No me cansaré nunca de repetirlo, porque así lo siento desde que tengo don de lenguas y uso de razón: las batallas lingüísticas no las gana nadie. Las perdemos todos. Porque no sufren las lenguas en sí (más indestructibles de lo que parece, gracias a Dios), ni es sólo un frío tema de cumplir o no cumplir sentencias y leyes. Sufren las personas, todos y cada uno de los hablantes de esas lenguas. Cuando se ve el bilingüismo como una derrota y no como una gran oportunidad, vamos todos y cada uno de cabeza al abismo. Y a una tristeza sin fin.

La sentencia que obliga a impartir al menos un 25% de las horas en castellano en las aulas catalanas no es un engendro fascista, como interesadamente sostienen los vividores de la confrontación lingüística, ni es ni debe ser vista como un marrón por aquellos partidos de los que depende que la centralidad política catalana y española no derrape hacia unos lamentables extremos. Este fallo de la Justicia, ganado a pulso por miles de familias, debe ser no ya respetado sino incluso festejado como la primera ventana que se abre en mucho tiempo para que corra el aire.

Puede ser el primer paso para enmendar todos los errores cometidos, para deshacer la bifurcación mal hecha que nos alejó de los grandes consensos por la libertad, para desatar los nudos sofocantes de la inmersión monolingüe forzosa que tanto daño nos han hecho también a los que nos negamos a admitir que la hermosísima lengua catalana pueda reducirse a un juguete hispanófobo... ¡Es una ocasión de oro para reencontrarnos en el punto de partida y empezar a hacer las cosas bien!

Desconfíen de quienes les pidan su apoyo a un "pacto por el catalán". O "para el español". Miren la luna, no el dedo que la señala: el pacto que realmente cuenta y nos hace falta tiene que ser por el bilingüismo, con el 25% de cualquier lengua oficial en Cataluña como punto de partida, no de llegada. Y a partir de ahí... todo es posible. Todo lo mejor.
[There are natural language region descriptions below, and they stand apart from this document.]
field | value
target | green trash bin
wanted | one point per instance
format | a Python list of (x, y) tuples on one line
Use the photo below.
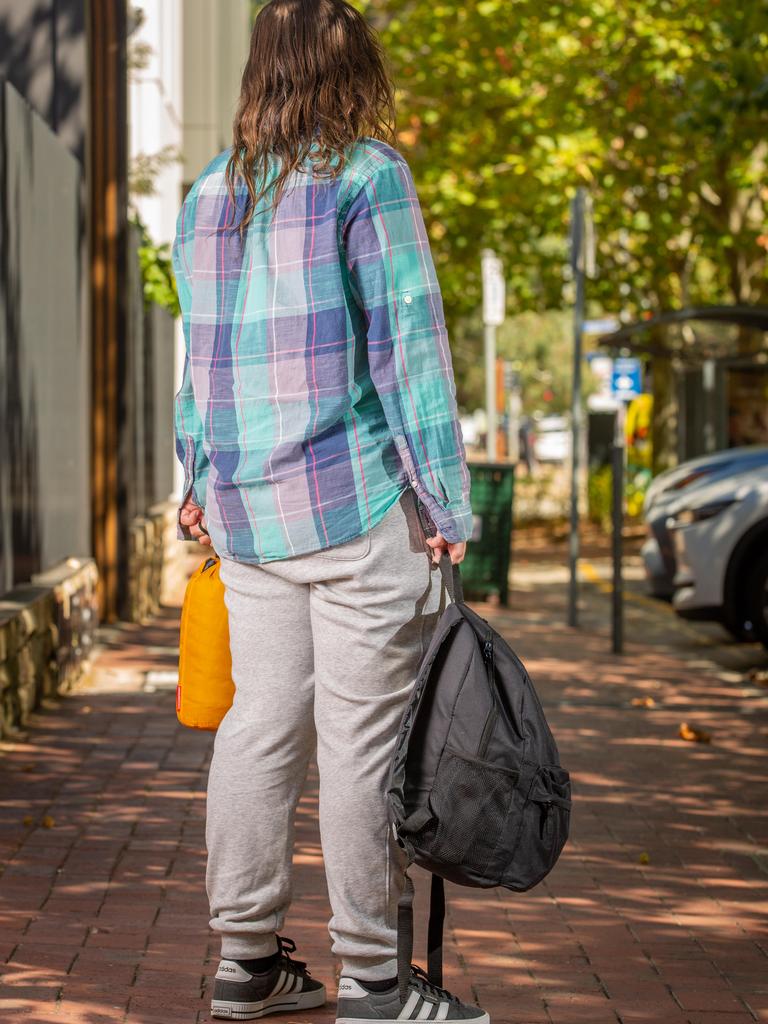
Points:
[(485, 569)]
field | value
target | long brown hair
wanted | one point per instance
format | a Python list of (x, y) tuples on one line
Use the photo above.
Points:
[(315, 82)]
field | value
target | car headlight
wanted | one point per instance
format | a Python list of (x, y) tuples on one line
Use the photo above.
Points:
[(688, 516)]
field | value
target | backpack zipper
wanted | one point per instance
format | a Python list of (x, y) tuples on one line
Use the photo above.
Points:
[(487, 656)]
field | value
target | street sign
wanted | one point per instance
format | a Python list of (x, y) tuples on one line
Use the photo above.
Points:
[(603, 325), (627, 379), (494, 298)]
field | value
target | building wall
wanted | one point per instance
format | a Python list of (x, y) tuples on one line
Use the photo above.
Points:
[(43, 358), (216, 37), (156, 103), (43, 55)]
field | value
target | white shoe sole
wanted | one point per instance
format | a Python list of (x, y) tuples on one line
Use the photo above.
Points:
[(233, 1011), (395, 1020)]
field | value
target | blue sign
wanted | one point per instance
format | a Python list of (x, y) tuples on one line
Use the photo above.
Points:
[(627, 379)]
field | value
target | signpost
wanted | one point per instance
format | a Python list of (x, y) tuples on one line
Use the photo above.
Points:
[(494, 310), (626, 384), (583, 265)]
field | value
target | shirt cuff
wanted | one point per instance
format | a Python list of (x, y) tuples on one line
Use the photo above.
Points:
[(453, 519), (183, 532)]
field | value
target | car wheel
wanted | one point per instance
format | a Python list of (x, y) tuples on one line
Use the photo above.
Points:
[(756, 599)]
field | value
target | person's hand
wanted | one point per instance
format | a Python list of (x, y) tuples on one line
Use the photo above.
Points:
[(439, 546), (192, 516)]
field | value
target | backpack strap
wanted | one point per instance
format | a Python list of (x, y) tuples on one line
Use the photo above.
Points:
[(434, 931), (434, 934), (404, 937)]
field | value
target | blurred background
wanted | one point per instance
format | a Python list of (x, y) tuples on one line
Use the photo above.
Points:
[(604, 163)]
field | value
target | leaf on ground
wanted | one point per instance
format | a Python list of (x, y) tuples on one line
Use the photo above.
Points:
[(692, 735)]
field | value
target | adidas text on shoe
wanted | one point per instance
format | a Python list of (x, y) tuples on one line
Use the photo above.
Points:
[(241, 995), (425, 1003)]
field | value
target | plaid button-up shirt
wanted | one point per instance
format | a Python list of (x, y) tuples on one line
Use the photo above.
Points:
[(317, 382)]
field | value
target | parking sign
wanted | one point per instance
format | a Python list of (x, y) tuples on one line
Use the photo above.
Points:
[(627, 379)]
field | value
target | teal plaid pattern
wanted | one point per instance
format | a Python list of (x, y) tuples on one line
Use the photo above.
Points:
[(317, 382)]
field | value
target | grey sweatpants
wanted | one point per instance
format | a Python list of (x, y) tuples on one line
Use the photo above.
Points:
[(326, 647)]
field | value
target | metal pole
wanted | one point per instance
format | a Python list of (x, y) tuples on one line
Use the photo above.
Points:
[(577, 262), (617, 460), (489, 346)]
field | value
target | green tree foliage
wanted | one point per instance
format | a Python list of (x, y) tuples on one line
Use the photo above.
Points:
[(157, 272), (658, 107)]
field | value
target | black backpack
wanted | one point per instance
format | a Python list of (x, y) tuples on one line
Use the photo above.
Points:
[(476, 792)]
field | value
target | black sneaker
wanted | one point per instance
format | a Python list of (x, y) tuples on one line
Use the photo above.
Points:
[(425, 1003), (241, 995)]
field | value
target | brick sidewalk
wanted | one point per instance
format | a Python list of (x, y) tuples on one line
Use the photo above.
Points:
[(652, 914)]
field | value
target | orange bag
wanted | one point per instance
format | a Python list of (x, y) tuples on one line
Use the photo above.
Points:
[(205, 689)]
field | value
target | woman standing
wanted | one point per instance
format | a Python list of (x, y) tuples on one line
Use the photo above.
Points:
[(315, 413)]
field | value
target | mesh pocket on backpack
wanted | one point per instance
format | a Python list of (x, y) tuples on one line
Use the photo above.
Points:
[(470, 800)]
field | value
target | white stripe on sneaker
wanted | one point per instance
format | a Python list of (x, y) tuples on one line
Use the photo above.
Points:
[(280, 984), (407, 1012)]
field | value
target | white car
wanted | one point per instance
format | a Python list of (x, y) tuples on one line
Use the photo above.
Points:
[(552, 439), (665, 492), (720, 532)]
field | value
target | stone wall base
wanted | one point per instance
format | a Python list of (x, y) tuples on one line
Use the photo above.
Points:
[(47, 631)]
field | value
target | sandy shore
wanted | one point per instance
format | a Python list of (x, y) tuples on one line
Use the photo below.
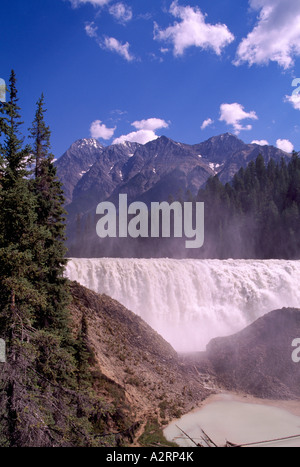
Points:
[(292, 406)]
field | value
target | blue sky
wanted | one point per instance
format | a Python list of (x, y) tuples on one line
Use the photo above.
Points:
[(137, 69)]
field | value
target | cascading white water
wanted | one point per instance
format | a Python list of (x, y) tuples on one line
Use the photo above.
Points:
[(191, 301)]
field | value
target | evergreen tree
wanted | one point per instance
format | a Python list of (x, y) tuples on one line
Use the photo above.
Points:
[(51, 216)]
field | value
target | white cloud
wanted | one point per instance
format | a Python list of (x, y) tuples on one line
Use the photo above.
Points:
[(146, 131), (76, 3), (206, 123), (192, 30), (91, 29), (276, 36), (285, 145), (112, 44), (121, 12), (99, 130), (261, 142), (151, 124), (294, 99), (234, 114)]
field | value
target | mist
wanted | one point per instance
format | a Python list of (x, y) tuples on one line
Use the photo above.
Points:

Eso es lo que pretende la Proposición de Ley de Ciutadans que pide un 25% de catalán, un 25% de español, un 25% de inglés y el 25% restante para ajustar según se necesite más en cada centro y territorio. Sin prejuicios y con la mano en el alma: ¿No les suena razonable? ¿No les suena, incluso, ilusionante? ¿Que nadie tenga que ser inhabilitado ni pagar multas ni ser expulsado de su escuela ni renegar de la lengua de sus padres ni ver como una amenaza la lengua de los padres de los demás?

¿Se dan cuenta de que una Cataluña libre de fobias contra ninguna de sus lenguas, contra ninguna de sus almas, sería la bomba, como lo fue cuando Gabriel García Márquez, al alcanzar determinado número de ejemplares vendidos de su novela Cien años de soledad, le pidió a Carmen Balcells, como premio, que tradujeran la obra al catalán? Podemos volver ahí. No tenemos nada que perder más que nuestros miedos...

Anna Grau es periodista, escritora y diputada de Ciutadans en el Parlamento de Cataluña.